# New to the forums, looking for some feedback and advice.



## Guest (Mar 29, 2009)

Hi all. I just registered for these forums today. I just started snowboarding about 2 months ago, and I am loving it. I can already do some rails 180s carve quite well do ground 180s and whatnot. There are two things I have wanted advice on if anyone could shed some light that would be great  . The first is I am 15, 5'8 and 120 pounds. Around average height although not near fully grown, although I have size 11 feet so I am in extra large bindings. I have a burton operator (just got it and I love it!) it is 158 which I know is too big for my weight but I dont really feel a difference so I dont mind it.
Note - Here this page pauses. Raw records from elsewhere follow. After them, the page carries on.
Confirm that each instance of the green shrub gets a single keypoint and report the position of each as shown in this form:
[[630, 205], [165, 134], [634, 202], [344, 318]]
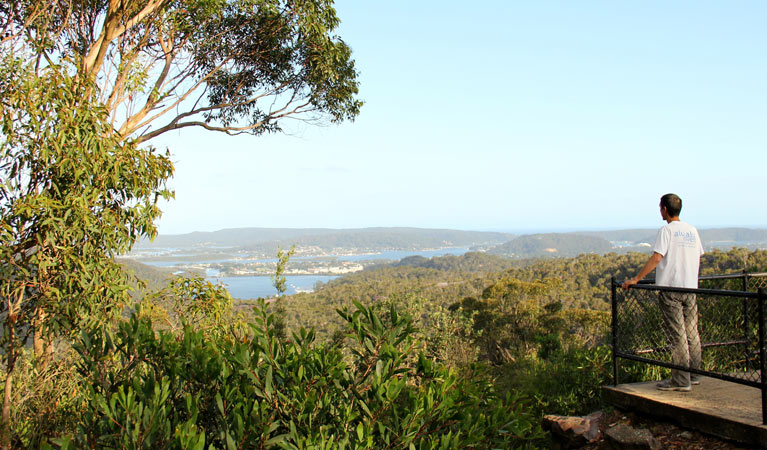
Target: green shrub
[[158, 390]]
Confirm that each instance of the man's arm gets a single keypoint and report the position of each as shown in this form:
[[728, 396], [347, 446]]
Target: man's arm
[[648, 267]]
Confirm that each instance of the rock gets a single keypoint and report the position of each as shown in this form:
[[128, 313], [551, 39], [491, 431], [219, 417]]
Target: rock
[[624, 437], [573, 432]]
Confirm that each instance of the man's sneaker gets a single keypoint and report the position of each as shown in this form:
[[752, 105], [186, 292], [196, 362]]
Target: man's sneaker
[[667, 386]]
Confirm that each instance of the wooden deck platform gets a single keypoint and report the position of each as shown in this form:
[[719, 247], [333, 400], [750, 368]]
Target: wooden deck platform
[[720, 408]]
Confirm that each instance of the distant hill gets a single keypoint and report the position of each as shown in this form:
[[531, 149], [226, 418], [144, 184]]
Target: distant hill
[[713, 237], [552, 245], [328, 238], [468, 262]]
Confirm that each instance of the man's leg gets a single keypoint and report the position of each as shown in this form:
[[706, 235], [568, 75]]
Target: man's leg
[[676, 333], [690, 309]]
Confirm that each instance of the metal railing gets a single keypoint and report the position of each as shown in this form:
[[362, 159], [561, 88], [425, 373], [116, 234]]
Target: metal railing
[[731, 325]]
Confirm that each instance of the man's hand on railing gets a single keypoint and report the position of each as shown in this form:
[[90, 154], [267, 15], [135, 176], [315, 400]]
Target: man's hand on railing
[[630, 282]]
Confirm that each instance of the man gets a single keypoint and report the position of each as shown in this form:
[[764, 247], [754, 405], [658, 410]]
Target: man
[[676, 254]]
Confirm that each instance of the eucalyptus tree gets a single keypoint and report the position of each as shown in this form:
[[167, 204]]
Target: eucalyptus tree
[[234, 66], [84, 84]]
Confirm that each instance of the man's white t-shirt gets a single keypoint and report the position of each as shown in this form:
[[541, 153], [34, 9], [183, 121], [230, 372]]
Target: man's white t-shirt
[[680, 245]]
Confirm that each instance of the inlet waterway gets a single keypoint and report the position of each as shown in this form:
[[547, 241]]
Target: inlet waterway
[[251, 287]]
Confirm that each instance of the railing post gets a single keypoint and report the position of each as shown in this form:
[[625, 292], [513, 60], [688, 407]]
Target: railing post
[[614, 303], [762, 353], [746, 322]]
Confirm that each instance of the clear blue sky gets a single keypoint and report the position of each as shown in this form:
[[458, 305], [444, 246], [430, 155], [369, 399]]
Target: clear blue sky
[[501, 115]]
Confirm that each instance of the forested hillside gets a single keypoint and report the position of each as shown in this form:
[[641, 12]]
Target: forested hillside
[[578, 282]]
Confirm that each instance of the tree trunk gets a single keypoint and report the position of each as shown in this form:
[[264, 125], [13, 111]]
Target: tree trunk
[[38, 341], [5, 430]]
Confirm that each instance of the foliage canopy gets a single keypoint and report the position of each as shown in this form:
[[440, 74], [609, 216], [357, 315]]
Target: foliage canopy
[[235, 66]]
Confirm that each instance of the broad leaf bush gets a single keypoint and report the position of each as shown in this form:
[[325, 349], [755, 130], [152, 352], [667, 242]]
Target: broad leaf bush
[[158, 389]]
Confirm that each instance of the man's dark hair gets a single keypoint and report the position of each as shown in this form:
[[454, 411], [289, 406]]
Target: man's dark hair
[[672, 203]]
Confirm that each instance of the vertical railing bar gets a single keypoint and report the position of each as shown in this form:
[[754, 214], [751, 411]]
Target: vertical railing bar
[[746, 322], [614, 303], [762, 353]]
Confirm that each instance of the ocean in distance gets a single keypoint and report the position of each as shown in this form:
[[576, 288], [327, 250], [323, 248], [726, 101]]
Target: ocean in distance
[[251, 287]]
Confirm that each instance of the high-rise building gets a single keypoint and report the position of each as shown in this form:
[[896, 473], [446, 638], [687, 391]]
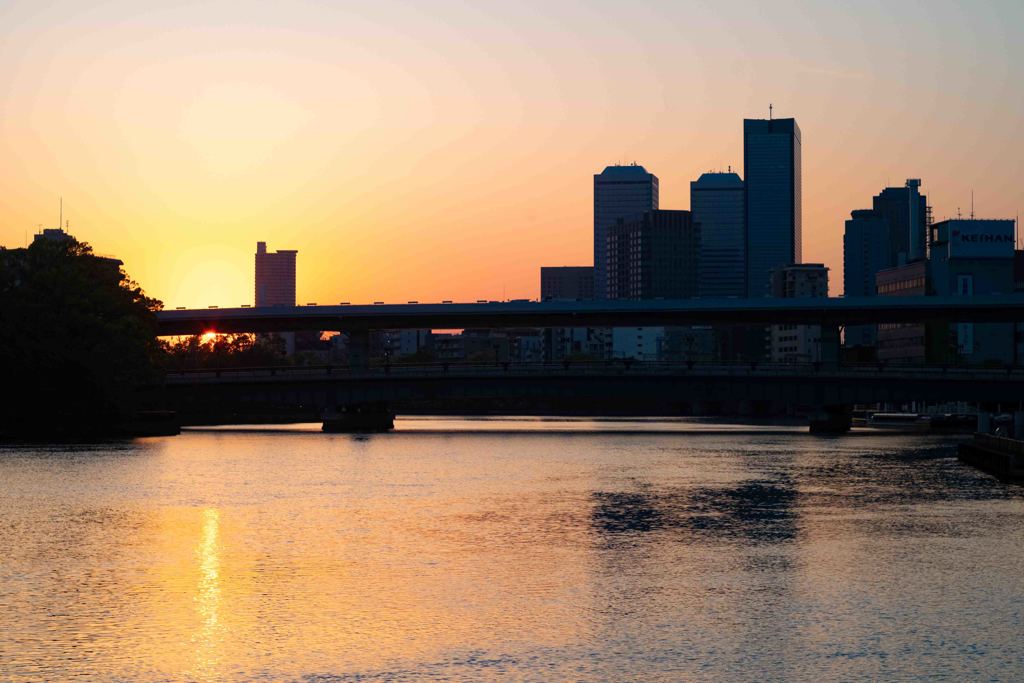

Im just wondering because I do not have the wide version of the board will my feet be a big problem? The other is just some advice on spinning 360s. I like to turn to my right again I am goofy? Im not sure if its backside or frontside because I was told that is frontside but when I skateboard that would be called a backside. I am just looking for general advice especially on getting the height and rotation.

Sorry for the long post,
Thanks. GoofyRider


----------



## Technine Icon (Jan 15, 2009)

First off, the board should be fine for your bindings, just might have a little overhang, which is normal. However, if ur thinkin of riding more park that board is too big for u. As for 360's, there is no difference between skateboarding and snowboarding. Since u ride goofy, if u go off the heels its frontside, and if u go off the toes its backside. For 360's, you need more air and concentrate on using your shoulders and head to bring the board around because your lower body will always follow your head.


----------



## Guest (Mar 30, 2009)

Ok sounds good. Thank you for replying. So my board will be a problem for park? because that is what I do mostly. Will it make a big difference or is it just more ideal for a smaller one?


----------



## Technine Icon (Jan 15, 2009)

Oooh, its very possible to ride park with your current board especially since u'll probably grow within the next year, so don't worry about it. A smaller board is just used in the park because they require less effort to rotate, but u will be fine.


----------



## Guest (Mar 30, 2009)

Ok thanks a lot for shedding some light man. Yeah I'm hoping I will grow, I have not had my spurt yet and my bros 64 and my dads 63. So bye next season hopefully it will be perfect


----------